Zing Forum

Reading

Building a Convolutional Neural Network Image Recognition System from Scratch: Practical Analysis of CSE 144 Deep Learning Final Project

This article provides an in-depth analysis of an image recognition system implementation project based on Convolutional Neural Networks (CNN). As the final assignment for the CSE 144 Machine Learning and Deep Learning course, this project demonstrates how to build a complete deep learning image classifier from theory to practice.

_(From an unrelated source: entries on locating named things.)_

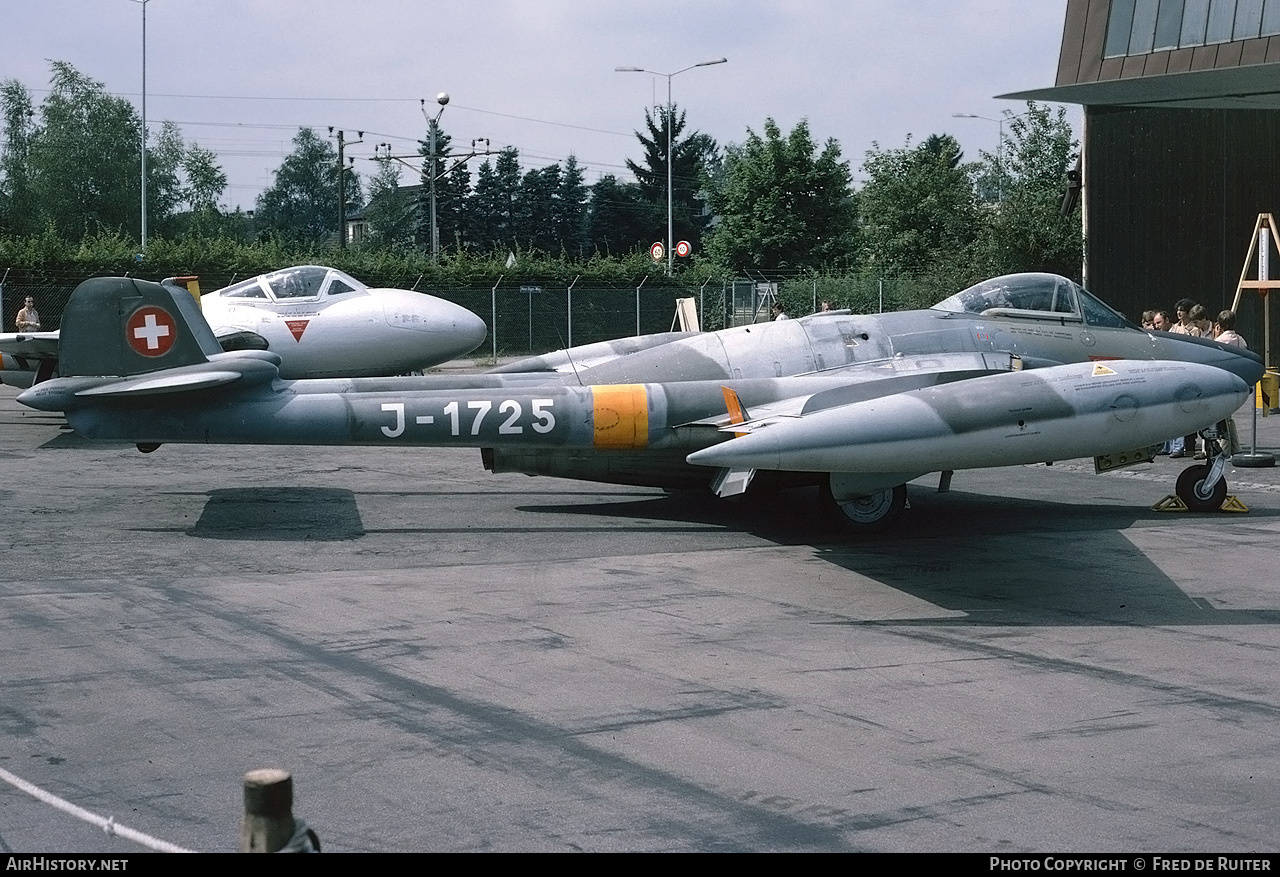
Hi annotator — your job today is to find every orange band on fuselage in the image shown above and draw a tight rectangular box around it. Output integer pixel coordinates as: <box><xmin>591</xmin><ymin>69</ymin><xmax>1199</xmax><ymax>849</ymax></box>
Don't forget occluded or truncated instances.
<box><xmin>591</xmin><ymin>384</ymin><xmax>649</xmax><ymax>448</ymax></box>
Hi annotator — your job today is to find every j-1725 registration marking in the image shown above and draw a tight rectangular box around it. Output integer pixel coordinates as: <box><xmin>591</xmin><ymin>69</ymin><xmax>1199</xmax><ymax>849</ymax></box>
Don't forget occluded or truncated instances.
<box><xmin>381</xmin><ymin>399</ymin><xmax>556</xmax><ymax>438</ymax></box>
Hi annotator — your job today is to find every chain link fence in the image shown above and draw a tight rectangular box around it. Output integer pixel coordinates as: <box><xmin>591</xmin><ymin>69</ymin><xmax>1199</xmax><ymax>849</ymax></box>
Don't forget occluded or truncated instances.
<box><xmin>0</xmin><ymin>268</ymin><xmax>960</xmax><ymax>357</ymax></box>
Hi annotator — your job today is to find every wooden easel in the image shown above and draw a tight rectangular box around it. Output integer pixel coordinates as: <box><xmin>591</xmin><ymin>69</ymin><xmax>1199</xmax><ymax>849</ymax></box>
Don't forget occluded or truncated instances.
<box><xmin>1231</xmin><ymin>213</ymin><xmax>1280</xmax><ymax>371</ymax></box>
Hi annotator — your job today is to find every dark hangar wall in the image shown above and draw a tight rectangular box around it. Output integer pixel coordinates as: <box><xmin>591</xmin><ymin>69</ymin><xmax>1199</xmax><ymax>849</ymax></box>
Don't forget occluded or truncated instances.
<box><xmin>1084</xmin><ymin>106</ymin><xmax>1280</xmax><ymax>351</ymax></box>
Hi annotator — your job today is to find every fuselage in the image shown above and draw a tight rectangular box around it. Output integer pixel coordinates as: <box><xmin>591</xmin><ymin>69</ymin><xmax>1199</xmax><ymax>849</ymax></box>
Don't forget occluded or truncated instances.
<box><xmin>201</xmin><ymin>265</ymin><xmax>488</xmax><ymax>379</ymax></box>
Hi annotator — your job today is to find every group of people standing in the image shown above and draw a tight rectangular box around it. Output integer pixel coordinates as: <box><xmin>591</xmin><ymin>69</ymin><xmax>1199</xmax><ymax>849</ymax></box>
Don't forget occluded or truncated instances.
<box><xmin>1142</xmin><ymin>298</ymin><xmax>1248</xmax><ymax>348</ymax></box>
<box><xmin>1142</xmin><ymin>298</ymin><xmax>1249</xmax><ymax>460</ymax></box>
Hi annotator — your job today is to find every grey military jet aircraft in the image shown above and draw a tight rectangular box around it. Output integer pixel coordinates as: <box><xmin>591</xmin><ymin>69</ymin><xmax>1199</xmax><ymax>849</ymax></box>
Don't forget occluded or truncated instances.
<box><xmin>0</xmin><ymin>265</ymin><xmax>488</xmax><ymax>387</ymax></box>
<box><xmin>18</xmin><ymin>274</ymin><xmax>1262</xmax><ymax>529</ymax></box>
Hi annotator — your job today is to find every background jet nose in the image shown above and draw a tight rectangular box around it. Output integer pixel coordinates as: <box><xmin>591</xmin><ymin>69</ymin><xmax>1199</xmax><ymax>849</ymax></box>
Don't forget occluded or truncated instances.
<box><xmin>1207</xmin><ymin>347</ymin><xmax>1266</xmax><ymax>387</ymax></box>
<box><xmin>379</xmin><ymin>289</ymin><xmax>489</xmax><ymax>356</ymax></box>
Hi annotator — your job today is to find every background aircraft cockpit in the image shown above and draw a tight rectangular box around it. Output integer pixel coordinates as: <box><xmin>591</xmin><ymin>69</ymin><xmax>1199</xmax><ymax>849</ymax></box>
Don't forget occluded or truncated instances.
<box><xmin>219</xmin><ymin>265</ymin><xmax>366</xmax><ymax>301</ymax></box>
<box><xmin>933</xmin><ymin>274</ymin><xmax>1137</xmax><ymax>329</ymax></box>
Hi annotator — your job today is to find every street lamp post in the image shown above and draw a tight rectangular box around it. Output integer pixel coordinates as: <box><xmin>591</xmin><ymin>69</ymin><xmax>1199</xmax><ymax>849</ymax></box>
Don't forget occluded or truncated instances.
<box><xmin>951</xmin><ymin>110</ymin><xmax>1030</xmax><ymax>204</ymax></box>
<box><xmin>613</xmin><ymin>58</ymin><xmax>728</xmax><ymax>277</ymax></box>
<box><xmin>133</xmin><ymin>0</ymin><xmax>151</xmax><ymax>252</ymax></box>
<box><xmin>422</xmin><ymin>91</ymin><xmax>449</xmax><ymax>262</ymax></box>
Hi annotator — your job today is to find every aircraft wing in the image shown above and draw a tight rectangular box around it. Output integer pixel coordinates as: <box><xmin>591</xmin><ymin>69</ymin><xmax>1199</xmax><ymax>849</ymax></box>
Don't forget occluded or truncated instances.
<box><xmin>0</xmin><ymin>332</ymin><xmax>58</xmax><ymax>360</ymax></box>
<box><xmin>687</xmin><ymin>360</ymin><xmax>1248</xmax><ymax>472</ymax></box>
<box><xmin>680</xmin><ymin>353</ymin><xmax>1021</xmax><ymax>435</ymax></box>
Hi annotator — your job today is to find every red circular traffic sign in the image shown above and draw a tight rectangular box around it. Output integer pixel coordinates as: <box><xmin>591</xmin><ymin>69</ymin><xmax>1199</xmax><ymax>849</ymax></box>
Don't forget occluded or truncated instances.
<box><xmin>124</xmin><ymin>305</ymin><xmax>178</xmax><ymax>356</ymax></box>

卷积神经网络CNN图像识别深度学习机器学习CSE 144计算机视觉神经网络期末项目Python
Published 2026-05-27 08:13Recent activity 2026-05-27 08:18Estimated read 6 min
Building a Convolutional Neural Network Image Recognition System from Scratch: Practical Analysis of CSE 144 Deep Learning Final Project
1

Section 01

Introduction: Analysis of CSE144 Final Project - Building a CNN Image Recognition System from Scratch

This article analyzes the final project of the CSE 144 Machine Learning and Deep Learning course, published by bli312 on GitHub (Project link: https://github.com/bli312/cnn-image-identifier, published on 2026-05-27). The goal of this project is to build a CNN-based image recognition system from scratch, helping students deeply understand the design, training, and optimization processes of deep learning models, and achieve the integration of theory and practice.

2

Section 02

Project Background and Motivation

Image recognition is one of the most representative application scenarios of deep learning technology. Since AlexNet made a breakthrough in the ImageNet competition in 2012, CNN has become a core technology in the field of computer vision. For deep learning beginners, hands-on implementation of a CNN image recognition system is the best way to understand the principles. As the final assignment of the CSE144 course, this project aims to consolidate theoretical knowledge through practice and cultivate practical engineering capabilities.

3

Section 03

Core Principles of Convolutional Neural Networks

CNN excels in image recognition due to its unique architecture:

  • Convolutional Layer: Extracts local features by sliding convolution kernels, reduces parameters through weight sharing, and maintains spatial hierarchy sensitivity;
  • Activation Function: ReLU is commonly used to introduce non-linearity, alleviate gradient vanishing, and enable efficient computation;
  • Pooling Layer: Downsamples to reduce the size of feature maps, enhances translation invariance, and max pooling retains prominent features;
  • Fully Connected Layer: Maps high-level features to classification outputs and makes judgments by integrating features.
4

Section 04

Technical Path of Project Implementation

Key steps to build a CNN image recognition system:

  1. Data Preparation: Collect, clean, preprocess (normalize), and perform data augmentation to improve generalization ability;
  2. Model Design: Determine hyperparameters such as network depth and convolution kernel size, often adjusting based on classic architectures like LeNet and AlexNet;
  3. Training Process: Select cross-entropy loss function, Adam/SGD optimizer, and use Dropout, early stopping, etc., to prevent overfitting;
  4. Evaluation Phase: Validate with an independent test set, calculate metrics like accuracy and F1 score, and analyze category performance differences through confusion matrices.
5

Section 05

Educational Value of Deep Learning

This project embodies the concept of 'learning by doing', allowing students to understand core concepts:

  • Feature Hierarchy Learning: Simulates human vision, automatically learning features from low-level (edges) to high-level (objects);
  • End-to-End Learning: End-to-end process from raw pixels to classification, simplifying development;
  • Model Generalization: Understand the significance of dataset division and the trade-off between overfitting and underfitting;
  • Computational Graph and Backpropagation: Intuitively understand the principles of automatic differentiation and backpropagation.
6

Section 06

Extended Applications and Future Directions

CNN has a wide range of applications: medical image analysis (tumor detection), autonomous driving (road sign recognition), industrial quality inspection (defect detection), and agriculture (crop disease recognition). In the future, we can explore advanced architectures like ResNet and DenseNet, or learn transfer learning techniques to accelerate the development of new tasks.

7

Section 07

Conclusion and Learning Recommendations

This project is a gateway to deep learning. Students not only master programming skills but also establish an intuitive understanding of the principles. It is recommended that readers who are learning machine learning implement similar projects by themselves (e.g., using MNIST/CIFAR-10 datasets), and attach importance to the integration of principles and practice, as the two complement each other.